The Ligand Agreement may be terminated by the earlier of a mutual written agreement of the parties or when the royalties contemplated by the agreement are paid to Ligand. Additionally, Ligand may terminate the agreement for (i) any or no reason upon a 90-day notice to the Company, or (ii) cause in connection with a material breach that the Company does not cure within a certain period of time.

The total amount of potential future milestone payments remaining under the arrangement were $5.0 million as of December 31, 2025 and 2024. The potential future milestone payments represent derivative liabilities with a fair value of $2.0 million and $1.6 million as of December 31, 2025 and 2024, respectively, which are classified as “derivative liabilities – royalty agreement” on the accompanying consolidated balance sheets. See Note 4 for fair value measurements.
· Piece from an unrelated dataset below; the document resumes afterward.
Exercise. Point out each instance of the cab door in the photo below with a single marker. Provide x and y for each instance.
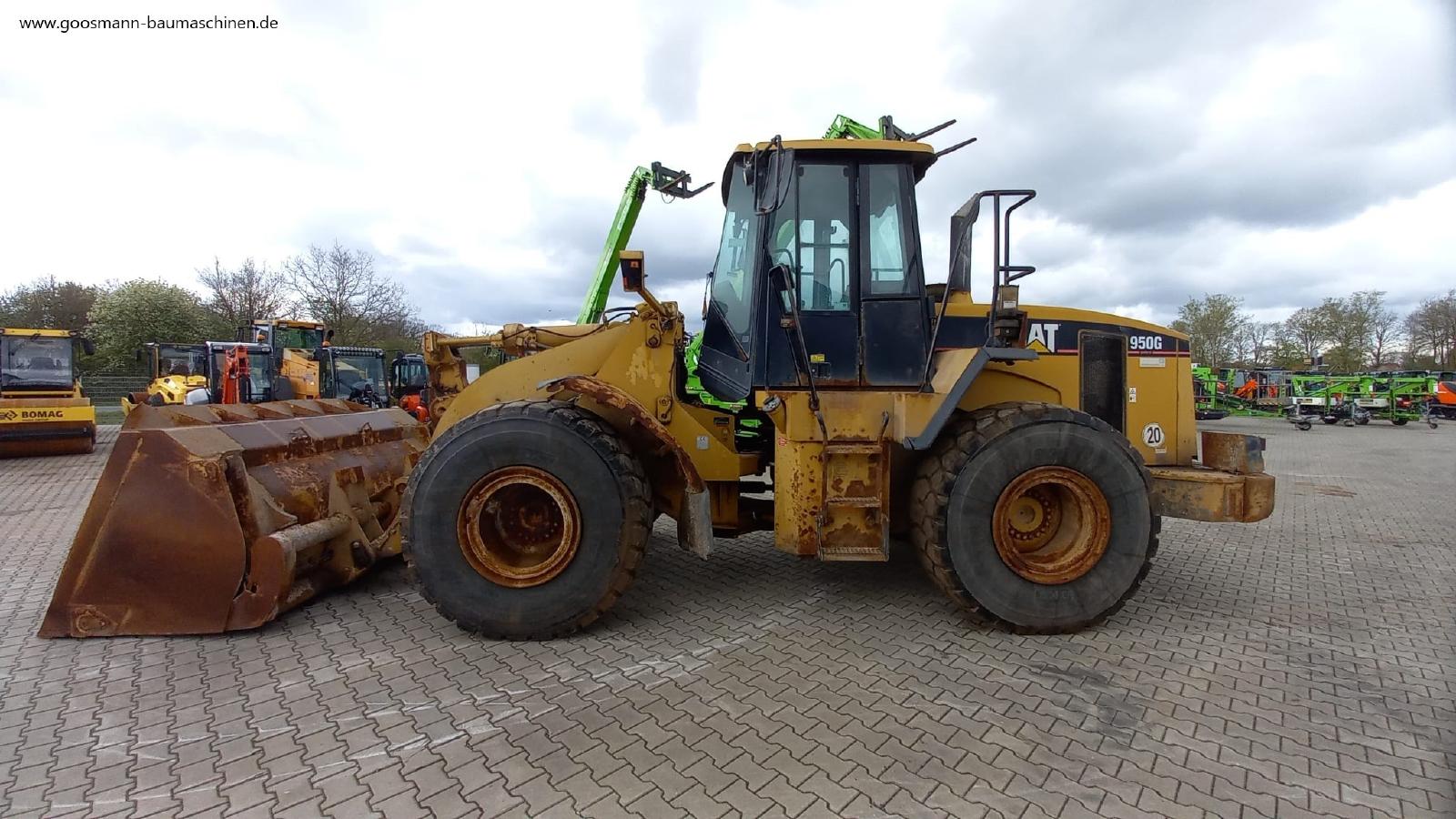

The Company’s obligation to pay tiered royalties under the Ligand Agreement was determined to be a debt instrument based on the likelihood of repaying the amounts provided to fund the development of QTORIN rapamycin and that the Company has significant continuing involvement in the generation of the cash flows potentially due to Ligand. This obligation is reflected as royalty agreement liability which is classified as a long-term liability on the accompanying consolidated balance sheets and was $17.8 million and $11.9 million as of December 31, 2025 and 2024, respectively. Interest expense with respect to the royalty agreement liability is determined using the effective interest method based upon probability-adjusted cash flow estimates of the Company’s potential future royalty payments under the Ligand Agreement, yielding an effective interest rate of 44.9% and 39.9% as of December 31, 2025 and 2024, respectively. Changes in these estimates impact the amount of interest expense recognized through the accompanying consolidated statements of operations. During the second quarter of 2024, the Company received data from certain of its clinical trials that reduced the projected net product sales related to QTORIN rapamycin and the corresponding probabilities of successful commercialization, resulting in a significant reduction in the future royalty agreement liability. In addition, in the fourth quarter of 2024, the Company began conducting a Phase 3 clinical trial in microcystic lymphatic malformations. In the fourth quarter of 2025, the Company reported positive topline data for its Phase 2 clinical trial for cutaneous venous malformations and increased the corresponding probability of successful commercialization. The Company incurred non-cash interest expense of $5.8 million and $3.9 million for the years ended December 31, 2025 and 2024, respectively, all of which is a component of the royalty agreement liability on the accompanying consolidated balance sheets.

The Ligand Agreement requires the Company to make certain estimates and assumptions about future development, FDA approval, commercialization, and net sales of any product containing QTORIN rapamycin. These estimates and assumptions are subject to significant variability and are thus subject to significant uncertainty. Therefore, these estimates and assumptions are likely to change as the Company develops and commercializes products containing QTORIN rapamycin that may result in significant future adjustments to the royalty agreement liability, the derivative liabilities, and the accretion of interest expense.